17/05/2019 às 21h32min - Atualizada em 17/05/2019 às 21h32min

Modificações permanentes podem ter complicações éticas

Entenda o porquê de ainda não haver modificações genéticas permanentes em seres humanos, mesmo com tantas tecnologias

Daiana Pereira - Editado por Thalia Oliveira
fotografia: arrige.org
Pesquisas científicas por meio da Biotecnologia são realizadas a todo momento, no mundo inteiro. Por esse ramo de estudo, foi possível descobrir formas de tratamento mais eficazes para doenças, melhorar a engenharia e o agronegócio, por meio de transgênicos. Entretanto, a modificação de genes em seres humanos ainda é um caminho obscuro na ciência, em que mudanças permanentes do DNA podem causar malefícios.

Em dezembro de 2018 foi registrado na França a ARRIGE, Association for Responsible Research and Innovation in Genome Editing, cujo objetivo é promover uma governança global de edição de genes, abrangendo cientistas, acadêmicos, clínicos, instituições públicas e privadas e outras pessoas interessadas pelas pesquisas. A criação dessa governança é muito clara, é necessário disseminar conhecimento de forma consciente para a sociedade, incentivar a reflexão científica e, acima de tudo, manter a ética.

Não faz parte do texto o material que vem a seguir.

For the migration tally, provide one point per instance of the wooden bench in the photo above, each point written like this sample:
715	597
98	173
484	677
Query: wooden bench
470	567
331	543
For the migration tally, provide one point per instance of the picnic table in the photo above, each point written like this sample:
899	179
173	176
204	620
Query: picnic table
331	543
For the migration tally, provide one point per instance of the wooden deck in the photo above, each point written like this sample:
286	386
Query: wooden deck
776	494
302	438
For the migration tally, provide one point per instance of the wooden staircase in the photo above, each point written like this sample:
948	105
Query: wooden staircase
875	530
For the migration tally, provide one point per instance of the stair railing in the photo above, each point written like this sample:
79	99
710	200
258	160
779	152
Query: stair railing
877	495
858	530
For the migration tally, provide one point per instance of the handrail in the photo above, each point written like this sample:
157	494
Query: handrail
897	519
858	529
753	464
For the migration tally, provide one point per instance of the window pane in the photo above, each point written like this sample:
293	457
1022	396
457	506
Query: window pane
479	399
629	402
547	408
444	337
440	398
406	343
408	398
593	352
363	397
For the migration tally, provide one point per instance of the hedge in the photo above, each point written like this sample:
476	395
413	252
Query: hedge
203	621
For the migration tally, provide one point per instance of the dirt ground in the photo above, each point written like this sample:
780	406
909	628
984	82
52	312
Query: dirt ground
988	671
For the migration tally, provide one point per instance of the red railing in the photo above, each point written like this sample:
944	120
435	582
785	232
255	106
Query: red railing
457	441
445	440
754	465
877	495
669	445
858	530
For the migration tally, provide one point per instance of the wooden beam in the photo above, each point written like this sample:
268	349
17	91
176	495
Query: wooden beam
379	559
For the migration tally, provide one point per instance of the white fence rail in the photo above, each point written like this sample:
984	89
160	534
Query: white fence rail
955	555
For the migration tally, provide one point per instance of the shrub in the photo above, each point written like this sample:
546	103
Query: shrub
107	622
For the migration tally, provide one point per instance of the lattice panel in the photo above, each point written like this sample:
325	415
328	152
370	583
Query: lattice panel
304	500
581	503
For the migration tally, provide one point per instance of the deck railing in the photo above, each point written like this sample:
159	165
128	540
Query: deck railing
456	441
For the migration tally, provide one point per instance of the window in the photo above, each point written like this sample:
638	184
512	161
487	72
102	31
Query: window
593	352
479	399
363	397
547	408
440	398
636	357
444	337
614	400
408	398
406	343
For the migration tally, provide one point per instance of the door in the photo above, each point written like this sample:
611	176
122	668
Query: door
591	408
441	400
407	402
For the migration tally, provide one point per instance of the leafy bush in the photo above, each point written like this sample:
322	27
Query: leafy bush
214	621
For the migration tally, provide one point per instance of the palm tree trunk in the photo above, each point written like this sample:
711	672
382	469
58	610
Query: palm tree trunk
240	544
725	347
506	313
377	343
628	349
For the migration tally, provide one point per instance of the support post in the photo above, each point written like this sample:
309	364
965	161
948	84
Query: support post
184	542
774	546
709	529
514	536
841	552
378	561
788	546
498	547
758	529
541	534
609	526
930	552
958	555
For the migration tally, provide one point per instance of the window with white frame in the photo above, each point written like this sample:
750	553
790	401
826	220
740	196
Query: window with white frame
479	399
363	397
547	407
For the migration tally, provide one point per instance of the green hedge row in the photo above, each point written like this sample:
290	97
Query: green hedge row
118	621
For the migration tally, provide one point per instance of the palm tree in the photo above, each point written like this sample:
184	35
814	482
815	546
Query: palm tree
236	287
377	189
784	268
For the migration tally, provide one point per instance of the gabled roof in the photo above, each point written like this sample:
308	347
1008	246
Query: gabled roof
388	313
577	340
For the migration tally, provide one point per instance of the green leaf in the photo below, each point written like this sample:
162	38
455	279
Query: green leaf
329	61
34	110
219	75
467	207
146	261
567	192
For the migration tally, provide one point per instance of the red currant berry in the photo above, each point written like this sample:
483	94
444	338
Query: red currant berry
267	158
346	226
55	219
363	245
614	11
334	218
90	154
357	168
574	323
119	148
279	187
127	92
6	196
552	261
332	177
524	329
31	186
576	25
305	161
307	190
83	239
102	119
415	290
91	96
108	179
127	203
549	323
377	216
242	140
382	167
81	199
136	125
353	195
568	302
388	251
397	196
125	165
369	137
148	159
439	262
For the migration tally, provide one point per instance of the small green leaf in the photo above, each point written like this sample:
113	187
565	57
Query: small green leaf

A ciência é sempre questionada o porquê de a Biotecnologia ainda não ter possibilitado a cura de doenças, como câncer e HIV. Porém, o que é necessário discutir é: Quais são as consequências que essas modificações genéticas podem acarretar para uma pessoa futuramente?  

Modificações permanentes na Biotecnologia e as consequências

De acordo com Doutor Allan Radaic, pós-doutor na University of California (UCSF), o fato de estar modificando geneticamente uma pessoa, pode trazer complicações éticas e de saúde. Para ele, essa modificação de genes pode trazer muitos benefícios, como melhorar a eficácia de tratamentos e até curar doenças, como é o seu objetivo na Universidade onde trabalha, encontrar a cura para o câncer de boca, um dos mais recorrentes do mundo. Porém, Allan afirma que as questões éticas prevalecem muito no sentido de não sabermos o que pode ocorrer a longo prazo, o que pode ferir os direitos humanos.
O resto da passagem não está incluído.